One trend we did not observe was a quantifiable shift in therapeutic area focus across leading players, as measured by the total number of pipeline assets. However, we did observe many leading biopharmas enter more selectively into the cardiometabolic space with a few high-priority cardiometabolic assets. The subtle changes in portfolio makeup in a fast-renewing pipeline point to the historic success top biopharmas enjoyed in building therapeutic area expertise and their hesitancy to rapidly shift portfolio makeup.
One approach for players to consider and maintain is designing a portfolio in a “T” shape: building significant depth in two to three therapeutic areas while maintaining sufficient breadth of coverage to rapidly and opportunistically engage in new and emerging science (Exhibit 6).
The risks involved in uncovering new biology remain a clear pain point for the industry.

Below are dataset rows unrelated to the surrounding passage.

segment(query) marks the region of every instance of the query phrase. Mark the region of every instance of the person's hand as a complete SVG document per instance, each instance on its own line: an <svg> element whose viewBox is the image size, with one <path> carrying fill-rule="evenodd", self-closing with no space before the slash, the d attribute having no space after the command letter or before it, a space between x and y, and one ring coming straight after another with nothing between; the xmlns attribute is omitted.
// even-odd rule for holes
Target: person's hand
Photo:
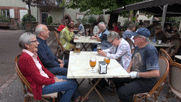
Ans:
<svg viewBox="0 0 181 102"><path fill-rule="evenodd" d="M58 59L58 62L60 62L60 63L64 63L61 59Z"/></svg>
<svg viewBox="0 0 181 102"><path fill-rule="evenodd" d="M55 79L55 82L66 81L66 80L63 80L63 79L58 79L57 77L55 77L54 79Z"/></svg>
<svg viewBox="0 0 181 102"><path fill-rule="evenodd" d="M103 50L99 50L98 54L102 56L107 56L107 53L105 53Z"/></svg>
<svg viewBox="0 0 181 102"><path fill-rule="evenodd" d="M61 64L59 64L59 65L60 65L60 67L61 67L61 68L63 68L63 67L64 67L64 63L61 63Z"/></svg>
<svg viewBox="0 0 181 102"><path fill-rule="evenodd" d="M139 73L136 71L130 72L129 75L130 75L131 79L139 78Z"/></svg>

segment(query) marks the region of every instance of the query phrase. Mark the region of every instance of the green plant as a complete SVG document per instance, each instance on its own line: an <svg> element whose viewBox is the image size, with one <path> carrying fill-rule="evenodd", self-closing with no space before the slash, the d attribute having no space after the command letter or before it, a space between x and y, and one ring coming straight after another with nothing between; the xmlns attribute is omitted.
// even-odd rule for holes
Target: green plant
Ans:
<svg viewBox="0 0 181 102"><path fill-rule="evenodd" d="M10 18L0 14L0 22L9 22Z"/></svg>
<svg viewBox="0 0 181 102"><path fill-rule="evenodd" d="M30 21L29 14L26 14L22 18L22 25L25 25L25 22ZM36 18L31 15L31 21L36 21Z"/></svg>
<svg viewBox="0 0 181 102"><path fill-rule="evenodd" d="M86 24L86 23L87 23L87 19L83 17L83 18L81 19L81 22L82 22L82 24Z"/></svg>
<svg viewBox="0 0 181 102"><path fill-rule="evenodd" d="M88 19L88 22L92 25L96 21L96 18L93 16L90 16Z"/></svg>
<svg viewBox="0 0 181 102"><path fill-rule="evenodd" d="M50 25L50 24L53 22L52 16L49 16L48 19L47 19L47 21L48 21L48 25Z"/></svg>

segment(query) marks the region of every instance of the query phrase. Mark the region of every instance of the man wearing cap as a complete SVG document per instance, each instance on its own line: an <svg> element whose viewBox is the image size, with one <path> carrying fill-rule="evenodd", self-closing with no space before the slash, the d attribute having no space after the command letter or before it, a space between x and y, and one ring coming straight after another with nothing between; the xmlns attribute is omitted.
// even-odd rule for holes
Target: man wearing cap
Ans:
<svg viewBox="0 0 181 102"><path fill-rule="evenodd" d="M150 35L147 28L136 31L133 39L137 46L127 69L130 78L112 79L121 102L133 102L134 94L149 92L157 82L156 77L160 76L158 51L149 43Z"/></svg>
<svg viewBox="0 0 181 102"><path fill-rule="evenodd" d="M163 43L167 42L167 37L162 31L162 26L161 25L157 25L155 27L155 40L156 41L157 40L162 40Z"/></svg>

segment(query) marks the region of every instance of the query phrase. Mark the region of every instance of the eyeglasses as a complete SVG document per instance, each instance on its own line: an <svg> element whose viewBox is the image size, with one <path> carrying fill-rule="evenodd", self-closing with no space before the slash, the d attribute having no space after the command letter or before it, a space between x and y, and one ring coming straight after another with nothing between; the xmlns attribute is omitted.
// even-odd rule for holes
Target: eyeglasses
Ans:
<svg viewBox="0 0 181 102"><path fill-rule="evenodd" d="M31 43L33 43L33 42L35 43L35 42L38 42L38 41L37 40L31 41Z"/></svg>

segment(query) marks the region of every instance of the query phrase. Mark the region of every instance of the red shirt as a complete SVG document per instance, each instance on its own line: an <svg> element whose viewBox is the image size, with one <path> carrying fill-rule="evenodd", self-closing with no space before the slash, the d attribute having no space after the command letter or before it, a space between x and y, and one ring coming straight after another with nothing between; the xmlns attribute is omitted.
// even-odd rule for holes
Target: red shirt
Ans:
<svg viewBox="0 0 181 102"><path fill-rule="evenodd" d="M43 66L38 56L37 59L42 66L42 70L49 76L49 78L46 78L40 74L40 71L35 65L33 58L27 53L21 53L18 66L21 73L30 83L35 100L41 100L42 86L55 83L55 76Z"/></svg>

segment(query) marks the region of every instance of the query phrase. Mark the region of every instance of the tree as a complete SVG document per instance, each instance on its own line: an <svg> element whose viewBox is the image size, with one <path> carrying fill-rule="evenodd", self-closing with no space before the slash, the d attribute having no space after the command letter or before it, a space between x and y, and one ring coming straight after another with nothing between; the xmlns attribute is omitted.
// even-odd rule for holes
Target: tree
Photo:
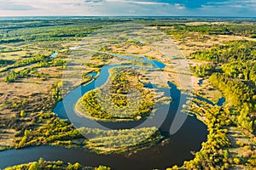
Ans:
<svg viewBox="0 0 256 170"><path fill-rule="evenodd" d="M38 162L32 162L28 170L38 170L40 169L39 164Z"/></svg>
<svg viewBox="0 0 256 170"><path fill-rule="evenodd" d="M20 116L25 117L26 116L26 112L24 110L20 111Z"/></svg>

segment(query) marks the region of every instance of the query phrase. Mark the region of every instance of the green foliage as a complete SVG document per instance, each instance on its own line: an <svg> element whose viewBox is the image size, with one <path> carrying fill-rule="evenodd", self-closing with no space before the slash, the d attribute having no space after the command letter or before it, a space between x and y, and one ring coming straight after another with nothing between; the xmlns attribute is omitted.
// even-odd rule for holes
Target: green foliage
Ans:
<svg viewBox="0 0 256 170"><path fill-rule="evenodd" d="M253 120L254 105L256 103L255 91L243 82L234 80L220 73L212 74L209 80L218 88L226 99L237 107L236 122L242 128L253 132Z"/></svg>
<svg viewBox="0 0 256 170"><path fill-rule="evenodd" d="M137 129L101 130L88 128L79 129L81 133L90 136L84 140L84 147L97 153L123 153L142 149L160 141L161 135L156 128Z"/></svg>
<svg viewBox="0 0 256 170"><path fill-rule="evenodd" d="M205 51L191 54L195 59L213 61L216 63L229 63L233 61L246 61L256 60L256 42L233 41L225 45L218 45Z"/></svg>
<svg viewBox="0 0 256 170"><path fill-rule="evenodd" d="M24 110L21 110L20 115L21 117L25 117L26 116L26 112Z"/></svg>
<svg viewBox="0 0 256 170"><path fill-rule="evenodd" d="M28 167L28 170L39 170L39 169L40 169L40 167L38 162L32 163Z"/></svg>
<svg viewBox="0 0 256 170"><path fill-rule="evenodd" d="M110 170L110 167L100 165L98 167L96 167L94 170Z"/></svg>
<svg viewBox="0 0 256 170"><path fill-rule="evenodd" d="M256 25L229 24L229 25L198 25L189 26L183 24L174 25L170 28L162 29L168 34L185 34L188 32L198 32L206 35L236 35L253 37L256 33Z"/></svg>
<svg viewBox="0 0 256 170"><path fill-rule="evenodd" d="M85 116L104 120L137 119L148 115L154 105L154 92L143 88L138 76L131 68L113 70L110 93L105 93L104 87L86 93L78 101L77 110ZM137 91L128 94L131 89Z"/></svg>
<svg viewBox="0 0 256 170"><path fill-rule="evenodd" d="M15 141L15 148L45 144L70 146L72 143L65 141L82 138L81 133L72 124L67 120L57 118L53 113L39 113L37 122L44 122L44 125L29 132L26 130L28 133L24 133L25 135Z"/></svg>
<svg viewBox="0 0 256 170"><path fill-rule="evenodd" d="M215 71L215 66L211 64L203 64L196 66L190 66L190 70L195 76L205 77L211 76Z"/></svg>
<svg viewBox="0 0 256 170"><path fill-rule="evenodd" d="M62 161L56 161L56 162L46 162L43 158L38 160L38 162L31 162L31 163L25 163L21 165L17 165L14 167L9 167L5 168L6 170L53 170L53 169L60 169L60 170L81 170L81 169L106 169L110 170L109 167L105 166L99 166L99 167L83 167L79 163L67 163L64 164Z"/></svg>
<svg viewBox="0 0 256 170"><path fill-rule="evenodd" d="M14 64L14 60L0 59L0 67Z"/></svg>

Investing in capabilities that can uncover novel biology at scale (for example, leveraging AI to mine relevant preclinical literature from leading journals) may jump-start leading players’ ability to develop first-in-class assets in-house. On the other hand, becoming an industry leader in a novel modality (such as ADCs, radiotherapies, or T-cell engagers) or, even better, having a portfolio with a diverse modality suite may allow for differentiation in competitive MoAs.
We recommend biopharma companies carefully balance both first-in-class targets (higher biological risk) and differentiated modalities (higher technical risk) to better manage risk and optimize the rewards of their portfolios.